5. John David Booty, Minnesota -- The Vikings are still Tarvaris Jackson's team. But Booty, who was taken by Minnesota with the second pick of the fifth round, makes things much more interesting in a way that merely re-signing veteran backup Gus Frerotte did not. Booty can throw the ball, and this is the pivotal third year for coach Brad Childress in Minnesota, so he can't afford to wait forever for Jackson to develop as a passer.
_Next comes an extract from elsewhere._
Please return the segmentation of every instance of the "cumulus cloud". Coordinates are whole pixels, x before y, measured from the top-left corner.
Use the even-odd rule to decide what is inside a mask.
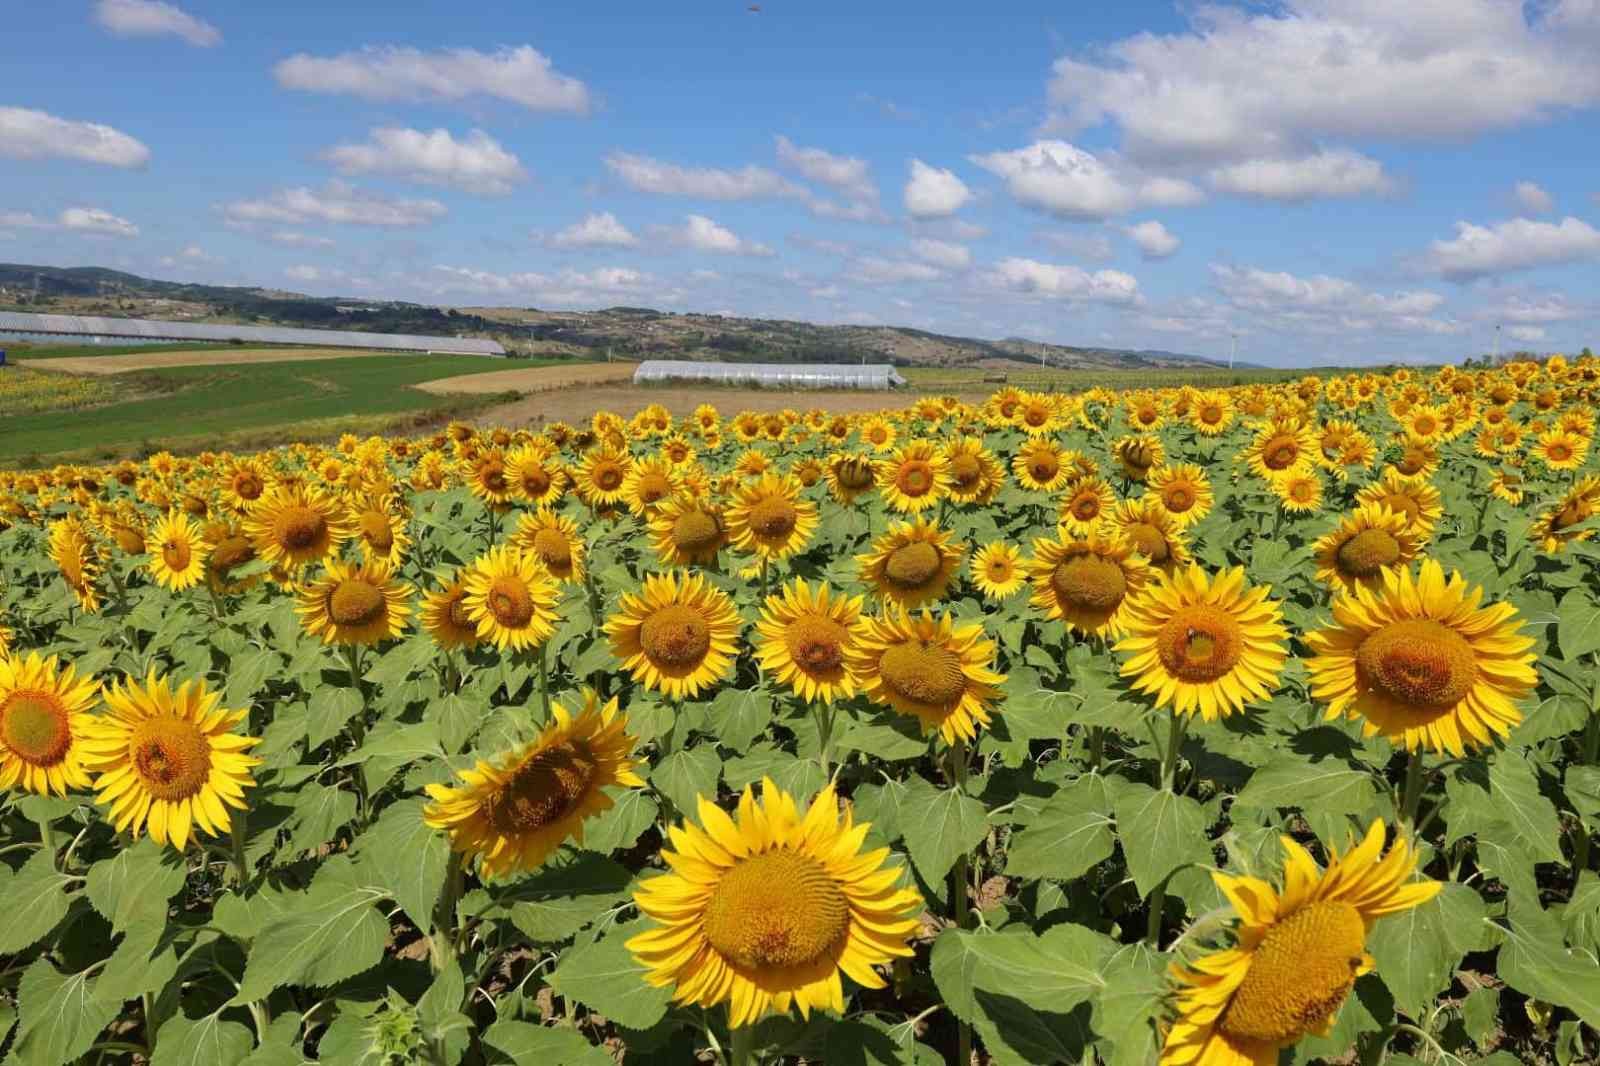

6. Erik Ainge, New York Jets -- Ainge went in the fifth round, 162nd overall, and he represents another option for a team that isn't quite certain of anything at quarterback other than Kellen Clemens and Chad Pennington will be in a preseason competition. Ainge is probably destined to be a backup in the NFL, but he probably overachieved at Tennessee and might be able to surprise once again.
7. Josh Johnson, Tampa Bay -- I'm absolutely shocked that Jon Gruden took a quarterback. Shocked. Add the University of San Diego's Johnson to the mix that includes Jeff Garcia, Brian Griese, Luke McCown, Bruce Gradkowski and, for the time being at least, Chris Simms. And don't forget -- Tampa still owns the rights to Jake Plummer. Who knows how the Bucs' always-fluid quarterback depth chart will shake out?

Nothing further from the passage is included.